Certains sont réunis sur la place principale de la ville, en vue de communiquer avec leurs proches via le service internet par satellite Starlink, propriété d’Elon Musk, le patron de Tesla et Twitter. « J’ai besoin de reprendre contact avec ma famille, explique Klavdia Mych, une enseignante à la retraite âgée de 69 ans. Nous n’avons pas d’eau depuis une semaine, ajoute-t-elle. Et ils disent que tout est miné : ça fait peur. » Après le départ des forces russes, les entreprises de services publics de Kherson s’efforcent de restaurer les infrastructures essentielles endommagées et minées. Le gouverneur de la région de Kherson, Yaroslav Yanouchevytch, a déclaré que les autorités avaient décidé de maintenir un couvre-feu de 17 heures à 8 heures et d’interdire aux gens de quitter ou d’entrer dans la ville par mesure de sécurité. Le directeur des chemins de fer ukrainiens a précisé que les services ferroviaires vers Kherson devraient reprendre cette semaine.

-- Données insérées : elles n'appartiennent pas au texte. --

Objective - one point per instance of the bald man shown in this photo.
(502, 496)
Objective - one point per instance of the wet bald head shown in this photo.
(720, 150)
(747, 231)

Après les revers militaires successifs de l’armée russe depuis l’été, le retrait russe de Kherson est une humiliation d’autant plus grande pour le Kremlin que la région de cette grande ville est l’une des quatre annexées par la Russie en violation du droit international à la suite de son invasion de l’Ukraine, le 24 février.
Fous de joie
Il s’agit du troisième repli d’ampleur russe depuis le début de la guerre, la Russie ayant renoncé au printemps à prendre Kiev face à la résistance acharnée des Ukrainiens, avant d’être chassée de la quasi-totalité de la région de Kharkiv (Nord-Est) en septembre. « Nous sommes tous fous de joie », avait déclaré samedi soir le président ukrainien Volodymyr Zelensky, qui a aussi fait état d’importantes destructions dans la région.
« Avant de fuir Kherson, les occupants ont détruit toutes les infrastructures essentielles : communication, fourniture d’eau, de chauffage, électricité », a-t-il ajouté, précisant que 2 000 engins explosifs avaient été neutralisés. Selon lui, les forces armées ukrainiennes ont repris le contrôle de près de 60 localités dans la région de Kherson, qui avait été la première grande ville à tomber après l’invasion russe.
Samedi, à Pravdyné, l’un de ces villages libérés, les habitants de retour ont serré leurs voisins dans les bras, certains ne pouvant retenir leurs larmes.
« Nous avons compris que les Russes étaient partis parce que nos soldats passaient en voiture. J’ai eu des larmes de bonheur, que finalement l’Ukraine soit libérée », dit Svitlana Galak, une femme de 43 ans qui a perdu sa fille de 15 ans dans un bombardement sur le village. Son mari, Viktor, âgé de 44 ans, ne veut plus entendre parler des Russes : « Nous ne voulons pas qu’ils reviennent et tirent sur tout le monde. Laissez-nous vivre comme avant. »
Ordre d’évacuation
Après huit mois d’occupation par les forces russes, les programmes de la télévision nationale sont à nouveau visibles à Kherson. Quelque 200 policiers ont été déployés à Kherson pour ériger des barrages et documenter « les crimes des occupants russes », a annoncé samedi le chef de la police nationale, Igor Klymenko. Il a alerté les habitants de la ville sur la présence d’engins explosifs laissés par les forces russes, les appelant à « se déplacer avec précaution ».
Après l’évacuation de Kherson, sur la rive occidentale du Dniepr, un ordre d’évacuation vers la région russe de Krasnodar, près de la Crimée, a été lancé par les autorités locales prorusses samedi soir à l’attention de leurs employés du district de Kakhovka, sur la rive orientale du fleuve. Hier, l’armée russe a continué de bâtir des défenses sur la rive gauche du Dniepr où elle s’est retranchée, selon l’armée ukrainienne. Dans la nuit, les forces russes ont tiré des missiles S-300 sur la rive droite sans faire des dommages, selon la même source.